UK: Resilient for now – ING

James Knightley, Senior Economist at ING, suggests that the UK GDP components held up well in 1Q16, but ING see downside for consumer spending and business investment in 2Q16 on Brexit worries.

Key Quotes

“UK 1Q16 GDP was unrevised at 0.4% QoQ in yesterday’s update, but the YoY rate was nudged down marginally to 2% from 2.1%. Previously, we only had the industry breakdown, which continues to show that the service sector is driving the economy forward. Both construction and production industries continue to languish with output below levels from 10 years ago when adjusted for inflation.

This updated report gave us the first look at the expenditure detail and it showed a strong performance by consumer spending (+0.7%), while investment rose 0.5% and government spending increased 0.4%. However, there was a big drag from net trade with exports falling for the second quarter in three (split by a 0.1% QoQ rise in 4Q15) while imports rose.
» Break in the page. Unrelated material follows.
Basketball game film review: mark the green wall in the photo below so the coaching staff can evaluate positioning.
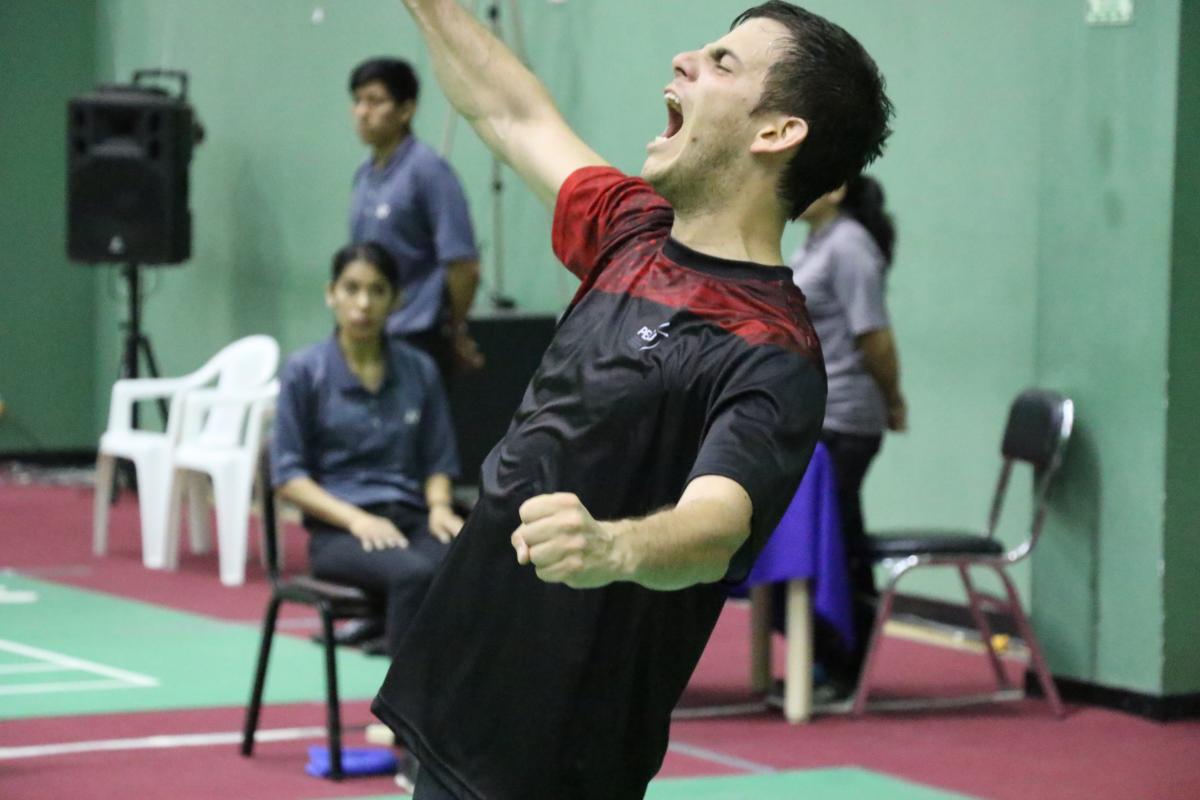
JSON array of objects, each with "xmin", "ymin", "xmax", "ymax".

It looks as though 2Q16 GDP growth will be weaker (we forecast growth of around 0.25% QoQ) given the downturn in business surveys and consumer confidence due to Brexit related uncertainty. Assuming the UK votes to stay an EU member we should get a decent bounce in activity in 2H16, mainly felt in 4Q as we suspect it will take time for corporates to fully commit to new hiring and investments. If not (the UK leaves) then recession will look an increasing possibility with sterling and interest rates set to fall sharply as businesses and households retrench and foreign investors take flight.”